What is a real mistery to me is that OA intercepts intrusions of programs being kept in a policy sandbox of GeSWall. Most other security programs do not notice these interceptions because geSWall contains it first.

Only OA throws pop-ups.

From a security point of view this is a real benefit of OA, for me I kind of dislike it. The whole idea behind policy HIPS/Sandbox is that they are quiet. Now when you use MD together with Dw or GW, it works perfect.


Cheers

 

that is exactly what i have

 

How would the CIS beta handle the request, I wonder? I assume rundll is likely in the whitelist, so would the malicious process ever be seen?

 

Now that Comodo prompt looks better.

 

My screenshots are with latest beta.

 

Can anybody test :

- PS
- DW
- PRSC &
- Mamutu

Thanks

 

Could you elaborate on this?

I thought that with SRP, all folders except C:\Windows and C:\Program Files are prevented from executing programs. I know that since things like browser cache are stored in the user account folder in Documents+Settings so they're typically safe.

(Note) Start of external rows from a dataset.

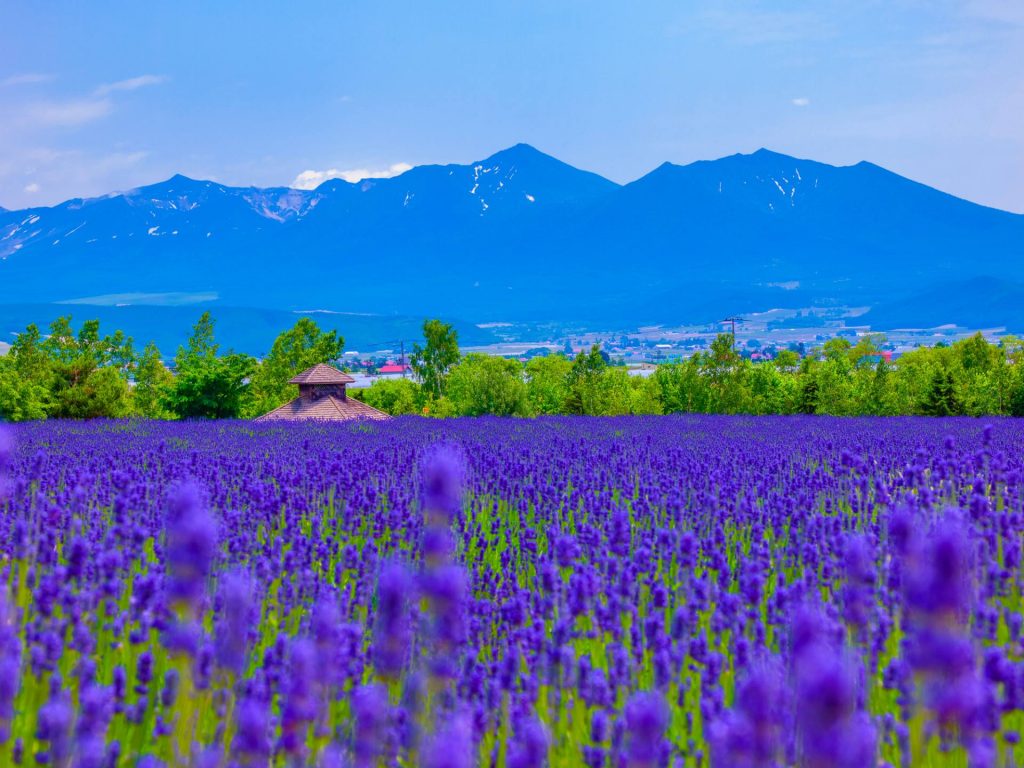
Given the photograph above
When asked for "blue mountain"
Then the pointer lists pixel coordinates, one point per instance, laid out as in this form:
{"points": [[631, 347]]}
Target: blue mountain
{"points": [[519, 236]]}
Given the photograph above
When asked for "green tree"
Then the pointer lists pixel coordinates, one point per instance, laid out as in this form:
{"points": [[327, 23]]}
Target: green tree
{"points": [[682, 387], [153, 382], [301, 347], [583, 380], [207, 386], [433, 360], [941, 399], [20, 398], [547, 383], [89, 372], [211, 389], [485, 384], [102, 394]]}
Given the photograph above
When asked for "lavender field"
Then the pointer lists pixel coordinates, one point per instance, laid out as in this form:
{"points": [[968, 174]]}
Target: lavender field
{"points": [[667, 591]]}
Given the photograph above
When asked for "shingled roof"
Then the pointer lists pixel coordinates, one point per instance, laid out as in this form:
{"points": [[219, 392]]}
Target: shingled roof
{"points": [[322, 395], [322, 374], [329, 408]]}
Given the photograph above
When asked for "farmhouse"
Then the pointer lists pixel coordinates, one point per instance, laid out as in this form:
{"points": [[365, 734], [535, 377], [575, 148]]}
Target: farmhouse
{"points": [[322, 395]]}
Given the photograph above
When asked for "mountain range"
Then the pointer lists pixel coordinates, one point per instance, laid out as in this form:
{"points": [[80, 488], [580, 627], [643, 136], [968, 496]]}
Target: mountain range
{"points": [[522, 237]]}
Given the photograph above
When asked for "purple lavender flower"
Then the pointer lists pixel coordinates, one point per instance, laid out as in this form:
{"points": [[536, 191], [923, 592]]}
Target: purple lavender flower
{"points": [[452, 745], [370, 715], [646, 722], [192, 544], [391, 633], [235, 621], [443, 472]]}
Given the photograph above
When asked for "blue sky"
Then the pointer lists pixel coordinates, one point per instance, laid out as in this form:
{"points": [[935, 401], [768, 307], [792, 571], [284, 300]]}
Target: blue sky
{"points": [[103, 96]]}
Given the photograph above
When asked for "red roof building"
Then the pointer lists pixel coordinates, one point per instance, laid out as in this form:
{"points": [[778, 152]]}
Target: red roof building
{"points": [[322, 395]]}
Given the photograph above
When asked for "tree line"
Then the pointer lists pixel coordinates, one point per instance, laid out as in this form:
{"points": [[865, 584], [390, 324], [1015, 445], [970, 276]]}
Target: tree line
{"points": [[971, 377], [83, 374]]}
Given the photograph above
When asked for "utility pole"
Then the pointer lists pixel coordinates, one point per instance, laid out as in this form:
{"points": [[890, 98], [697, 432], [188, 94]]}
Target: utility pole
{"points": [[733, 322]]}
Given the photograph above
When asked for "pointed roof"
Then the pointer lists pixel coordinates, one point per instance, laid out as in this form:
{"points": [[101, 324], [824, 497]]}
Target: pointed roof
{"points": [[330, 408], [322, 374]]}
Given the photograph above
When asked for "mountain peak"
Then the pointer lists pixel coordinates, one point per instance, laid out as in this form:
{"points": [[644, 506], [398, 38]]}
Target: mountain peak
{"points": [[518, 154]]}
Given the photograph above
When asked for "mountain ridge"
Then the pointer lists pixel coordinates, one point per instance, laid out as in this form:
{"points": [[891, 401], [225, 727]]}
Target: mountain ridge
{"points": [[521, 236]]}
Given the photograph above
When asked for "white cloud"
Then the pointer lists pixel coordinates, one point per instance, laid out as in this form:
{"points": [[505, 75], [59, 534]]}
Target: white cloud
{"points": [[312, 179], [75, 112], [28, 78], [130, 84]]}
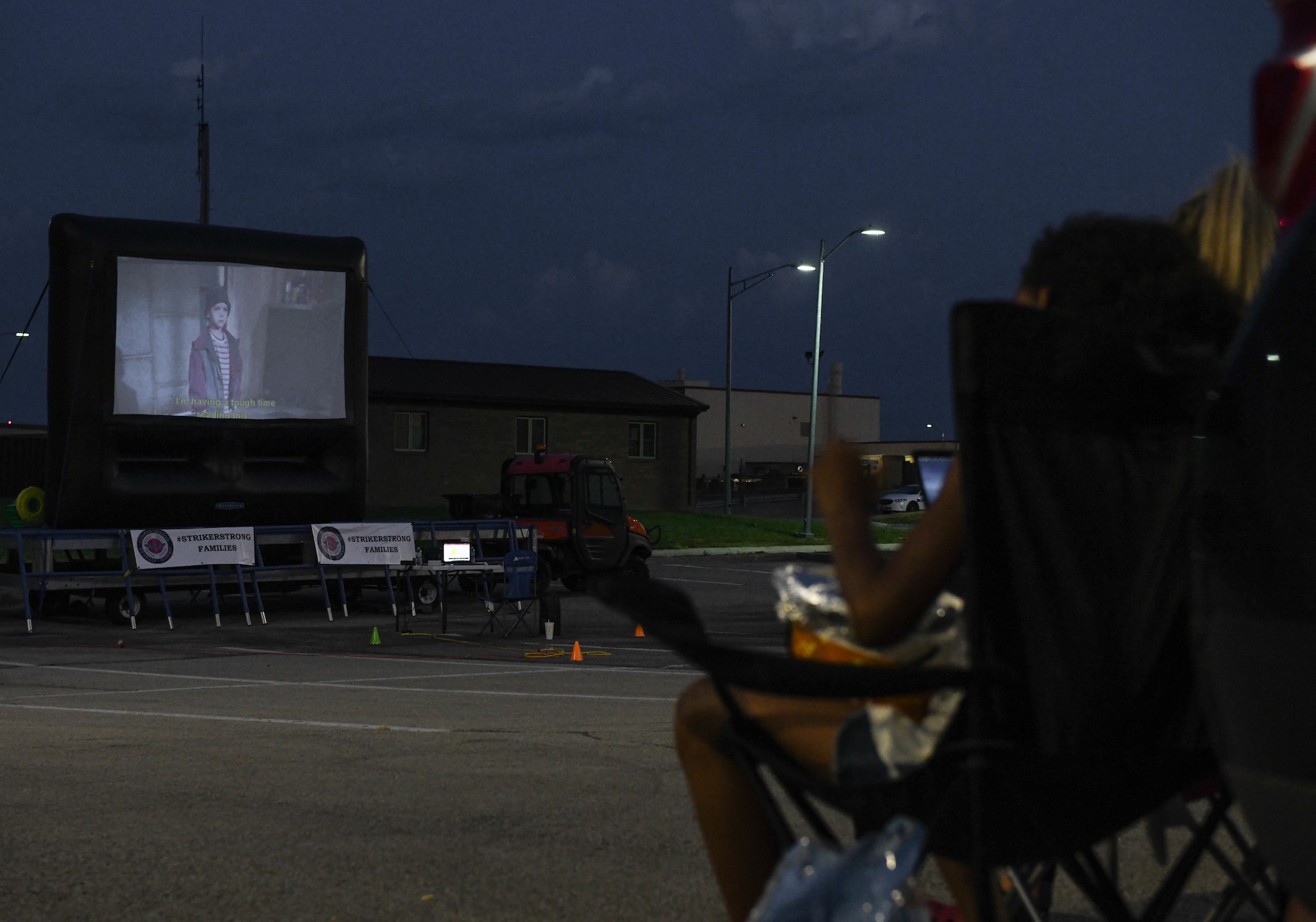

Although I could swear seeing the Recycler folder before, I can't seem to find it at the moment.

 

It shouldn't be that hard to convince them, since messages like "rundll32 is trying to..." or "svchost.exe is trying to..." are quite useless to make reasonable decisions. I really was wondering, how all the "experts" do that. I even had a vain look into CIS's proccess manager, if there are more informations about that processes. So I'm glad to see, that I'm not the only one with that problem. Has anyone talked about this in the Comodo Forum or added it to the wishlist?